Talk over the career and childcare choices with your partner and/or support network. Do you make enough to afford childcare? Could relatives and friends watch the baby for free while the parent or parents go to work? In the case of a couple, would one parent be willing to step away from work until a child is of school age?

“Some individuals may choose to stay at home to take care of their child instead of paying for childcare,” Johnson says. “In addition, some parents opt to change jobs so that they have more flexibility.”

Make the choice that works best for your family.

Get a more comprehensive life insurance policy

Your family is growing and you’ll need a more extensive policy if something should happen and the breadwinner passes away. If both parents work, both may choose to get an additional life insurance policy at this time. A bigger or additional policy may raise your life insurance costs but it will help to guarantee your family can manage financially if a parent dies.

“This will financially prepare the child if one or both parents unexpectedly passes away too soon,” says Alajahwon Ridgeway, owner of A.B. Ridgeway Wealth Management
in Lafayette, Louisiana.

Start saving for a child’s college expenses

Small graduation cap next to a pair of glass and a pen on top of college savings plan.
Credit: Reviewed / Getty Images / AndreyPopov

Be proactive at the start of your little one's life with the help of a 529 plan for college savings that will appreciate over time.

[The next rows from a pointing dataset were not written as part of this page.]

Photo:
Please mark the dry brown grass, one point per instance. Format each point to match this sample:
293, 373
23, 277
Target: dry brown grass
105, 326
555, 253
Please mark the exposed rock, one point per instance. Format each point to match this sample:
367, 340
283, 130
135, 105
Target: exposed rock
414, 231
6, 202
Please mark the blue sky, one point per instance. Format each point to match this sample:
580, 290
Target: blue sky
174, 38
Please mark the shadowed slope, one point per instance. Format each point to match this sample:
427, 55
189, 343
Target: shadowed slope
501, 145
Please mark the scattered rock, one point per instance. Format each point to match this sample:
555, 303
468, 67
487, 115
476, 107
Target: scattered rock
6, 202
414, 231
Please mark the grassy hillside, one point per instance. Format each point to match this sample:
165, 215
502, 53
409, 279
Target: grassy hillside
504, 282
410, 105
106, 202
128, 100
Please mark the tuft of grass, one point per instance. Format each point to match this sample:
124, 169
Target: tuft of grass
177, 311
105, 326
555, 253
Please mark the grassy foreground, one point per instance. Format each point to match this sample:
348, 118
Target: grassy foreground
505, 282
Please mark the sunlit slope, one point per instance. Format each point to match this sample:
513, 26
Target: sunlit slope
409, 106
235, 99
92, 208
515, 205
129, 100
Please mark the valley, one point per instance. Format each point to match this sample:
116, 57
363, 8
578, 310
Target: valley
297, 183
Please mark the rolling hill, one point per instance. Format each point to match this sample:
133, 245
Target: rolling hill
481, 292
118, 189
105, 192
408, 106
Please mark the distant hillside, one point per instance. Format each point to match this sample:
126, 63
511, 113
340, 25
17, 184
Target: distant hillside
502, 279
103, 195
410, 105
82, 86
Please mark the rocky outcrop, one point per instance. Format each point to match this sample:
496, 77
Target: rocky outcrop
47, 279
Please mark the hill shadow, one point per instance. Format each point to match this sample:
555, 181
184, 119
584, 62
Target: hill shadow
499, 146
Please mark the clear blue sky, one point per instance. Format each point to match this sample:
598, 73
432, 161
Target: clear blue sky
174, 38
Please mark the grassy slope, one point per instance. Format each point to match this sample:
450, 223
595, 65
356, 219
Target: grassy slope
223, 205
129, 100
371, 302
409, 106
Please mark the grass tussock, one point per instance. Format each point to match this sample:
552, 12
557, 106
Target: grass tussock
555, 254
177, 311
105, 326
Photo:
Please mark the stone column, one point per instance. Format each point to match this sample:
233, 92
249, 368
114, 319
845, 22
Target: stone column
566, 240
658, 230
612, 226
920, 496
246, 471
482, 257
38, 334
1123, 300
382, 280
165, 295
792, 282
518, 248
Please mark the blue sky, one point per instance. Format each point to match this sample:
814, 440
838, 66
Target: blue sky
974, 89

Open a 529 plan for college savings after your child is born. With these savings plans you’ll have a head start on your child’s college education expenses.

“We recommend making systematic contributions into the account as soon as the child is born and receives their Social Security number,” Ridgeway says.

But don’t get so gungho on college savings that you neglect your retirement plan. Your retirement savings should always come first.

“They need to put their own financial well-being ahead of college savings. This means putting enough into their retirement savings first,” says Andy Tilp, founder of Trillium Valley Financial Planning in Sherwood, Oregon. “A common saying is there are alternatives to pay for college, but not retirement.”